AI Claude-Code Development Plugins Quality

Claude Code: Part 2 - The Enforcers

January 5, 2026 16 min read Updated January 6, 2026

“The enemy of art is the absence of limitations” — Orson Welles

This is Part 2 of a three-part series on Claude Code configuration. Part 1 covers foundation and mixin architecture. Part 3 explores real-world workflow patterns.

In Part 1, we built the foundation: wrapper scripts, orchestrator philosophy, and the mixin system. But foundations alone don’t ensure quality.

LLMs are notorious for generating slop—code that looks plausible, compiles fine, and subtly (or dangerously) misses the point. Claude’s 4.5 models are genuinely excellent and reduce the error rate significantly compared to their predecessors. But no model, however capable, will ever achieve zero defects. The question isn’t “will the AI generate bad code?” (it will) but “what catches the bad code before it ships?”

The answer is systems. A model is one component; the system around it determines real-world reliability. Claude Code provides some pieces out of the box—the agentic loop with tool use, the ability to run tests and read errors—but we can build much further on that foundation.

Enforcers. Think of them as quality inspectors on the factory floor—automated systems that catch problems before they ship.

Hook-Based Enforcement: The Silent Guard

My favorite enforcement mechanism is a PostToolUse hook that runs linting after every file edit. It hooks into Edit, Write, and any MCP tools that modify files. If lint fails, the hook fails—and Claude Code won’t accept that file modification until the lint issues are resolved.

Here’s a simplified version:

  "hooks": {
    "PostToolUse": [
      {
        "matcher": "Write|Edit|mcp__DevTools__insert_after_symbol|mcp__DevTools__insert_before_symbol|mcp__DevTools__replace_symbol_body",
        "hooks": [
          {
            "type": "command",
            "command": "jq -r '.tool_input?.filePath // .tool_input?.file_path // error(\"Missing filePath or file_path in tool_input\")' | xargs bun run lint --fix --max-warnings=0 --no-warn-ignored 1>&2 || exit 2"
          }
        ]
      }
    ]
  }

The beauty of this approach: Claude can’t ignore lint errors. Every file edit triggers the hook. If there’s a problem, the edit is rejected and Claude gets immediate feedback about what’s wrong. It’s not “fix the lint later”—it’s “you can’t proceed until you fix this.”
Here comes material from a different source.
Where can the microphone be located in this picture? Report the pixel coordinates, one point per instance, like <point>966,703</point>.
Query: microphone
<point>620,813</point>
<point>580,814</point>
This changes the development dynamic completely. Without the hook, Claude generates code, maybe remembers to run the linter, maybe fixes some issues, maybe doesn’t. With the hook, every single file modification is automatically validated. Zero lint errors isn’t a goal—it’s a constraint enforced at the point of change.

The hook integrates with whatever linter your project uses. For TypeScript, it’s ESLint. For Python, it could be ruff or flake8. For Go, go vet. The pattern is the same: intercept the file modification, run the validator, reject if invalid.
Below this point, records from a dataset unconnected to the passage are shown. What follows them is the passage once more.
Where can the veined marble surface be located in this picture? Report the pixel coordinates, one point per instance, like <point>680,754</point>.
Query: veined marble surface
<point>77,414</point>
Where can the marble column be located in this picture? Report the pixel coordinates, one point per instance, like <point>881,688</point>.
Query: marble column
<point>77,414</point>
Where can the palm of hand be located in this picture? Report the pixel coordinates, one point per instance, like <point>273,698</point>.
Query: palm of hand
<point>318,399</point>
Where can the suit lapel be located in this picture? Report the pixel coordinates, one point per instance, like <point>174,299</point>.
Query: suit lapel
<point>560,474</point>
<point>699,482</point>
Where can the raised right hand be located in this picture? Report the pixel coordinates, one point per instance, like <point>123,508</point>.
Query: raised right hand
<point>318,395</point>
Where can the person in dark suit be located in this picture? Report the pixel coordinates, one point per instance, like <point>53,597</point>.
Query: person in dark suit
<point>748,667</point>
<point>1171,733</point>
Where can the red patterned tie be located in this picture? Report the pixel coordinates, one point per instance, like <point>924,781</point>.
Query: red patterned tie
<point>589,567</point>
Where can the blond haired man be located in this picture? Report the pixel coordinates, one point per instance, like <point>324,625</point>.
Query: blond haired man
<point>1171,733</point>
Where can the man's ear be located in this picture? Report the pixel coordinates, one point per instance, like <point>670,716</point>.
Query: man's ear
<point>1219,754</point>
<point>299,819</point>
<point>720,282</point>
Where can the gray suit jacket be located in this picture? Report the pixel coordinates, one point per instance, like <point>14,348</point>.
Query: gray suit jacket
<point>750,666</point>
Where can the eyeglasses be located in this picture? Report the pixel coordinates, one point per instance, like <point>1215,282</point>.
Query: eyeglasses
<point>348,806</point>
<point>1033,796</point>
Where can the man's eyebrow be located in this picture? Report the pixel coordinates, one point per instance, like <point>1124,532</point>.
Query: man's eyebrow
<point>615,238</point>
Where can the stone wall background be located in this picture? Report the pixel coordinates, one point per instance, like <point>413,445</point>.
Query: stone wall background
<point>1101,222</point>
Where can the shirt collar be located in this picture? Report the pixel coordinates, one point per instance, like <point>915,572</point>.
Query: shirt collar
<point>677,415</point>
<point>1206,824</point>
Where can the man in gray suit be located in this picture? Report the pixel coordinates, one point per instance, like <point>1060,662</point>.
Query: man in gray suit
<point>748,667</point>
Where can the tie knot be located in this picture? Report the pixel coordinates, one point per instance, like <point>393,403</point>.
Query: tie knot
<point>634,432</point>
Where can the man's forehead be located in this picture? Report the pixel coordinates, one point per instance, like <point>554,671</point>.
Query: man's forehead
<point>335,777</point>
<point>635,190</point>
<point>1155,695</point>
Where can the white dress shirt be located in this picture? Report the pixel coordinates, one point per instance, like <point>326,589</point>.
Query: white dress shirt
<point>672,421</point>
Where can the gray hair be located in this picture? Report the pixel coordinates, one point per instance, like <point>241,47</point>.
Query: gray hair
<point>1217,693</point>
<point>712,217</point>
Blocking Bad Habits: The Temp File Example

Another useful enforcement mechanism prevents a particularly annoying AI habit: creating temporary planning files.
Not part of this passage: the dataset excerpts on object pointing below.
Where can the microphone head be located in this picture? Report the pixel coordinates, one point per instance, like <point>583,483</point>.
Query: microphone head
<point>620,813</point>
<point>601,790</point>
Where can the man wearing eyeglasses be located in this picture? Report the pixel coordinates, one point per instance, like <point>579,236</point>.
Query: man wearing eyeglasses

The problem: Ask any LLM to handle a complex task, and there’s a reasonable chance it’ll do something like this:

cat > /tmp/implementation-plan.md << 'EOF'
## Implementation Plan

1. First we'll analyze the codebase...
2. Then we'll identify the key files...
3. Finally we'll implement the changes...
EOF

Looks reasonable, right? The AI is being organized. But there are several problems:

Sandbox escape: /tmp is outside the project sandbox. Writing there triggers a permission prompt. If you’re AFK, your Claude Code session stalls indefinitely waiting for someone to click Accept/Deny.
Token waste: File I/O burns context on operations that don’t advance the actual work.
Invisible to orchestrator: The orchestrator can’t see these temp files, defeating the purpose of “planning.”
Abandoned immediately: They get forgotten the moment the session ends.

The sandbox issue is the killer. The whole point of enforcers is enabling Claude to work autonomously for extended periods. A temp file write that escapes the sandbox and waits for human approval defeats that goal completely. It’s the AI equivalent of scribbling notes on napkins and then stopping work to ask permission to use the napkin.

The solution is a hook that intercepts Bash commands before they execute:

#!/bin/bash
set -euo pipefail

input=$(cat)
command=$(echo "$input" | jq -r '.tool_input.command // empty')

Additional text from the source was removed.